Somewhat mollified, Tom Forsythe shrugged his assent.
"Tom," continued the stranger, more calmly now, "what I have said is the truth. I shall prove it to you. I'll tell you things no mortals on earth could know but we two. Remember the day I captured the big rooster for you--the monster you had created? Remember the night you awakened me and brought me here in the moonlight? Remember the rabbit whose leg you amputated and re-grew? The poor guinea pig you had suffocated and whose life you restored? Spot here? Don't you remember rejuvenating him? I was here. And you refused to use your process on me, old man that I was. Then is when I went mad and attacked you. Do you believe me, Tom?"
Then a strange thing happened. While Tom Forsythe gazed in growing belief, the stranger's shoulders sagged and he trembled as with the ague. The two older men who had kept in the background gasped their astonishment as his hair faded to a sickly gray, then became as white as the driven snow. Old Crompton was reverting to his previous state! Within five minutes, instead of the handsome young stranger, there stood before them a bent, withered old man--Old Crompton beyond a doubt. The effects of Tom's process were spent.
"Well I'm damned!" ejaculated Alton Forsythe. "You have been right all along, Asa. And I am mighty glad I did not commit Tom as I intended. He has told us the truth all these years and we were not wise enough to see it."
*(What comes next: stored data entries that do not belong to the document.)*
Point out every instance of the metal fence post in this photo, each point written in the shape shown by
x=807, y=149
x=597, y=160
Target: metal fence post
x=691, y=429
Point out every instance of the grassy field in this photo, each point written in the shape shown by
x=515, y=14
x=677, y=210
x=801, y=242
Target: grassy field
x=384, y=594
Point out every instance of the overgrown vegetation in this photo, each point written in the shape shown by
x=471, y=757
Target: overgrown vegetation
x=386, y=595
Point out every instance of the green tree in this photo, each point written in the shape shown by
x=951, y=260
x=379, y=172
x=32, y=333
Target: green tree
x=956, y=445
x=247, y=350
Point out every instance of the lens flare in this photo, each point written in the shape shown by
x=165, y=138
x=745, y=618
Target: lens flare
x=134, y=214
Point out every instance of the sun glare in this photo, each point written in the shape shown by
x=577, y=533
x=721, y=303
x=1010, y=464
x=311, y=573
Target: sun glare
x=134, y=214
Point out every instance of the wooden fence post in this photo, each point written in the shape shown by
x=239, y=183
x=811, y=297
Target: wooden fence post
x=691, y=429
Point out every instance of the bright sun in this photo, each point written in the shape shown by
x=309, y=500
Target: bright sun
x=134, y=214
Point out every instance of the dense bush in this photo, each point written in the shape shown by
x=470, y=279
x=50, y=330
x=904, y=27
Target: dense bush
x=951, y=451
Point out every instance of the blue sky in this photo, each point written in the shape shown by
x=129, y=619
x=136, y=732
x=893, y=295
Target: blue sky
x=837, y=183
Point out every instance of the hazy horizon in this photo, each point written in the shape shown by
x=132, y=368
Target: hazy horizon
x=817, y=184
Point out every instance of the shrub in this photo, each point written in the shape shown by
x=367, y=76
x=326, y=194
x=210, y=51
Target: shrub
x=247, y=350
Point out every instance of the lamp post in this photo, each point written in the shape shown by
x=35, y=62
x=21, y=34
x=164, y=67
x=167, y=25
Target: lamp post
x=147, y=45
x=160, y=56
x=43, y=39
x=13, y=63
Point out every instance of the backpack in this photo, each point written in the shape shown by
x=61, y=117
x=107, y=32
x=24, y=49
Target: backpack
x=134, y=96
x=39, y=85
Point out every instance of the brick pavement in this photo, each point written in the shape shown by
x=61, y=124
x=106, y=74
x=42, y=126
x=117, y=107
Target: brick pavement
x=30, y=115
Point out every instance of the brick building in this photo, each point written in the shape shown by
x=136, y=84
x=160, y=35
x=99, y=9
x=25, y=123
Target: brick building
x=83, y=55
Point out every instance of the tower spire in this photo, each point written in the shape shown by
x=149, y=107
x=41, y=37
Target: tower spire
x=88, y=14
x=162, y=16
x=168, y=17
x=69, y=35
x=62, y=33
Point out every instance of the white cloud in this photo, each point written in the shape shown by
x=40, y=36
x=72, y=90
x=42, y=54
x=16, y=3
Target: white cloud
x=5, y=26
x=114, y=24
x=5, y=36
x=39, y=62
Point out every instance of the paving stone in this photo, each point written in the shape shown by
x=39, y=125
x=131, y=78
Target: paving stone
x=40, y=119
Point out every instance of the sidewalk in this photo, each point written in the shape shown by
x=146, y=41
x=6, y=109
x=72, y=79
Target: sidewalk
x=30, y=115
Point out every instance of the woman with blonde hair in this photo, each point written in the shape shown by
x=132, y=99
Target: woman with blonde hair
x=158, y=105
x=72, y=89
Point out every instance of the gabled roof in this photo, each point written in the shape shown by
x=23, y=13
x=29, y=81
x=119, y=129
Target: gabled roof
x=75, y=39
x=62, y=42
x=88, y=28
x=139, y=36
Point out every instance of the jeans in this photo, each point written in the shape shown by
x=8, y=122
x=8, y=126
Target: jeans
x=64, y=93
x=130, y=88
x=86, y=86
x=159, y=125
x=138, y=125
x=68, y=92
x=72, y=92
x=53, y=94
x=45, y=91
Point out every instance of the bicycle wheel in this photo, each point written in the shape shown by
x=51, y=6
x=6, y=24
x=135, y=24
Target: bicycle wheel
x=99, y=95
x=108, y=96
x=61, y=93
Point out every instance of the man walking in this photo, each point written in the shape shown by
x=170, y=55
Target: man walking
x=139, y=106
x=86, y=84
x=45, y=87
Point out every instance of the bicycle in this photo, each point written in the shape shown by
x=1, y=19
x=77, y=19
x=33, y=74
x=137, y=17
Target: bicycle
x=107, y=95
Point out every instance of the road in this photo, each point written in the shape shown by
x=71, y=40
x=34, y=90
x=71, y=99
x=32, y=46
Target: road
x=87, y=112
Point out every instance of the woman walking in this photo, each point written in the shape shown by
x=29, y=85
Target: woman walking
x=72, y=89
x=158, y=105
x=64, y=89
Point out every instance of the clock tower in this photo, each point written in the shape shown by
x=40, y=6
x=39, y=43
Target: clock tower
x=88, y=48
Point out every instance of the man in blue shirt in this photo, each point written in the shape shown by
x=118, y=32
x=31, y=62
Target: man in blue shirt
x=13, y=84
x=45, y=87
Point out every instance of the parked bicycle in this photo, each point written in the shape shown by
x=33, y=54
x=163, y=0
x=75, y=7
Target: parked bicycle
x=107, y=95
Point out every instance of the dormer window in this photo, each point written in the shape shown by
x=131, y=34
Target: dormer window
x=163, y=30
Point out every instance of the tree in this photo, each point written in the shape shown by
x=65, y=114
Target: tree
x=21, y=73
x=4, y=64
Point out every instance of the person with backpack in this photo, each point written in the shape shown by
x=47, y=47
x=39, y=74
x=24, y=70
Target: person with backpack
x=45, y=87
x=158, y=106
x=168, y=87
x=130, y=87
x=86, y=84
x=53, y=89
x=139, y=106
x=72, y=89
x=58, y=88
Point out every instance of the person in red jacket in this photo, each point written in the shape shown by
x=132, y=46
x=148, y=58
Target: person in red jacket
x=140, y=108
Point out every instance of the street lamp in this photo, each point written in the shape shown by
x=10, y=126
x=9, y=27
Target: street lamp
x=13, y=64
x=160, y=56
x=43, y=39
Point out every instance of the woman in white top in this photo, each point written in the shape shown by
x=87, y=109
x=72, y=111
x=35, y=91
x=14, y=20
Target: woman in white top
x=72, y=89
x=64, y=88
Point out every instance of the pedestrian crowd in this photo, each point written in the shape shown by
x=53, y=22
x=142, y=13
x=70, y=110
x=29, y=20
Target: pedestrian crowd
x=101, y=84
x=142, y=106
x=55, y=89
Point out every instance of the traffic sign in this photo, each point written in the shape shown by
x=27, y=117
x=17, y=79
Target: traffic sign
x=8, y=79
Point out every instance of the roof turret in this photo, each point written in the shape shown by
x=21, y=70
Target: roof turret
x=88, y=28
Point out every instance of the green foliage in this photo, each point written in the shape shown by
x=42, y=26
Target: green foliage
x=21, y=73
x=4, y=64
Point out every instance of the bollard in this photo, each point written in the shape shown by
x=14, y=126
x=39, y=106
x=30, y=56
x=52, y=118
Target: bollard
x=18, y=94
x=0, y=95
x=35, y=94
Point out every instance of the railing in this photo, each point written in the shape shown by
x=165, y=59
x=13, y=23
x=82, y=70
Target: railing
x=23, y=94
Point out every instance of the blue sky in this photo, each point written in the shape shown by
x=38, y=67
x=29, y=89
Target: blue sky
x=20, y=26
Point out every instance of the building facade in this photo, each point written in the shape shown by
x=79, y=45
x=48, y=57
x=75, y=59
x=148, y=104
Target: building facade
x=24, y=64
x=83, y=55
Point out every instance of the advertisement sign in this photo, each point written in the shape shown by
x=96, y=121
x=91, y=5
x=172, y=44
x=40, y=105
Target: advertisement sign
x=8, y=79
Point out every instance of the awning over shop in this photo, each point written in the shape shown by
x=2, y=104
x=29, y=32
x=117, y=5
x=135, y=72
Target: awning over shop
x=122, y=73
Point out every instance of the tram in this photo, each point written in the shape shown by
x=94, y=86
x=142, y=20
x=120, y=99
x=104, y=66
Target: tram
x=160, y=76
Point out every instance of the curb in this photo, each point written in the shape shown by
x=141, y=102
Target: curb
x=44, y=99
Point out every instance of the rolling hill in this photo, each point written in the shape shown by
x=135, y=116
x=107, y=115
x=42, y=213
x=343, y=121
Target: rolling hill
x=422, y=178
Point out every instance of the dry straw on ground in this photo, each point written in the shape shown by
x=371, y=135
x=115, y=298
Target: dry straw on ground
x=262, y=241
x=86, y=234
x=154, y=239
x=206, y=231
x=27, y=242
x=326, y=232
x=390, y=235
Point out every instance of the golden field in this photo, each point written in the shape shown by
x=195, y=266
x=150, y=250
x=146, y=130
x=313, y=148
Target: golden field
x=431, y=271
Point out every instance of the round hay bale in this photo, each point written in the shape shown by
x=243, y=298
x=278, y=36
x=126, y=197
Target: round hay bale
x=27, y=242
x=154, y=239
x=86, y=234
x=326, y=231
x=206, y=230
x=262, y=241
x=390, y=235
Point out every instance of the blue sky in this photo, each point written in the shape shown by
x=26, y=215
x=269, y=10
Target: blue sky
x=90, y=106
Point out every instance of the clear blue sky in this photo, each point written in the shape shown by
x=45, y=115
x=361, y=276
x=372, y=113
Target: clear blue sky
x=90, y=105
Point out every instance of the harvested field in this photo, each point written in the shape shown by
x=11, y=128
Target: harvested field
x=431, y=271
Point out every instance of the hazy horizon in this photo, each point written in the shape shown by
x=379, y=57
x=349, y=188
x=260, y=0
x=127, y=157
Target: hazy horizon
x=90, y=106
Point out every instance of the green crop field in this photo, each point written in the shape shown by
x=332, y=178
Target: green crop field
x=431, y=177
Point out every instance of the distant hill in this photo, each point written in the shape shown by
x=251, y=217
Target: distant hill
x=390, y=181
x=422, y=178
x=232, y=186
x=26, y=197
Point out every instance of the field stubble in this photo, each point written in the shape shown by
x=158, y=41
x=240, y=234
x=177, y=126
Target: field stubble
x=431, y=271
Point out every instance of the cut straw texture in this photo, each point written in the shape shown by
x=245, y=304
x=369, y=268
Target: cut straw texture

"We!" exclaimed the judge. "You, Alton Forsythe! I have always upheld him. You have done your son a grave injustice and you owe him your apologies if ever a father owed his son anything."
"You are right, Asa." And, his aristocratic pride forgotten, Alton Forsythe rushed to the side of his son and embraced him.
The judge turned to Old Crompton pityingly. "Rather a bad ending for you, Crompton," he said. "Still, it is better by far than being branded as a murderer."